5. The forging apparatus as recited in claim 1, wherein the clamping structure (22) comprises plates (2201), a fourth servo motor (2202), a third screw (2203), a hinged block (2204), a clamping plate (2205), a fifth servo motor (2206), a housing (2207) and a fifth servo motor (2206), the bottom ends of the plates (2201) are fixedly connected with the top ends of the risers (11), the fourth servo motor (2202) is installed inside the plates (2201), one side of the fourth servo motor (2202) extends to the outside of the plates (2201), the housing (2207) is installed on one side of the plates (2201), struts (2208) are fixed on both ends of one side of the housing (2207), one side of the struts (2208) extends to the inside of the plates (2201), the fifth servo motor (2206) is installed on the top end of the housing (2207), the clamping plate (2205) is hinged to both the top end and the bottom end of the inside of the housing (2207), a third screw rod (2203) is arranged on one side inside the outer shell (2207), a hinge block (2204) is sleeved on the top end of the third screw rod (2203) and the outer portion of the bottom end of the third screw rod, and one side of the hinge block (2204) is hinged to one side of the clamping plate (2205).

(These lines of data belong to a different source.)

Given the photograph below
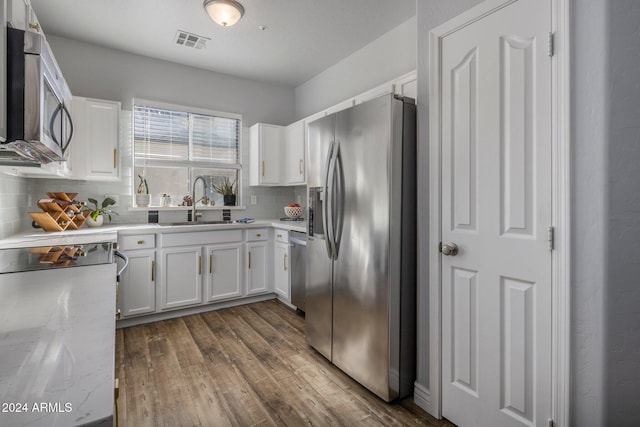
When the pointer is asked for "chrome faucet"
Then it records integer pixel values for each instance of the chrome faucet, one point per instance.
(204, 198)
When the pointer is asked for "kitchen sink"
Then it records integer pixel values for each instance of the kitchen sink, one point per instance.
(196, 223)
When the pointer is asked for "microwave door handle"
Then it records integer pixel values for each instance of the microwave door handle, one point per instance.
(66, 144)
(52, 123)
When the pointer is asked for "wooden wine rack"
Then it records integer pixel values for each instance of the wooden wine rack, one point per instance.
(54, 217)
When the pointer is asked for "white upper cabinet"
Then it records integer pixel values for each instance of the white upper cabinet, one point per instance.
(95, 147)
(265, 152)
(295, 153)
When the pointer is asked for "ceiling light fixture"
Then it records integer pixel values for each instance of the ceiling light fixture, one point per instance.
(224, 12)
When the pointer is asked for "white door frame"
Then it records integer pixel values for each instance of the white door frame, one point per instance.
(561, 219)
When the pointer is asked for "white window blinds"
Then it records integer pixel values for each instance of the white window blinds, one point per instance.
(178, 136)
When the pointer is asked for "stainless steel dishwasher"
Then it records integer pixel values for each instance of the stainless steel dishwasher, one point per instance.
(298, 242)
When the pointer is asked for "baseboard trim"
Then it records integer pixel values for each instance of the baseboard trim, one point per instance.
(141, 320)
(422, 398)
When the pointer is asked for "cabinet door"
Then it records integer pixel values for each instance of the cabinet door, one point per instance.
(295, 153)
(266, 145)
(137, 289)
(224, 271)
(281, 265)
(181, 283)
(257, 268)
(94, 149)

6. The forging apparatus as recited in claim 5, wherein the clamp plate (2205) is configured to be clamped and fixed by a hinge block (2204), a third screw (2203) and a fifth servomotor (2206), and the housing (2207) is configured to be rotated by a fourth servomotor (2202).

7. The forging apparatus as recited in claim 1, wherein the temperature measuring structure (23) comprises a temperature measuring instrument (2301), sleeves (2302) and a mounting plate (2303), the top end of the mounting plate (2303) is fixedly connected with the bottom end of the transverse plate (3), the bottom end of the mounting plate (2303) is provided with a plurality of sleeves (2302), and the temperature measuring instrument (2301) is mounted in the sleeves (2302).

8. The forging apparatus as recited in claim 1, wherein through holes are provided at equal intervals at a bottom end of the second housing (2909), and the second housing (2909) and the first housing (2902) are perpendicular to each other.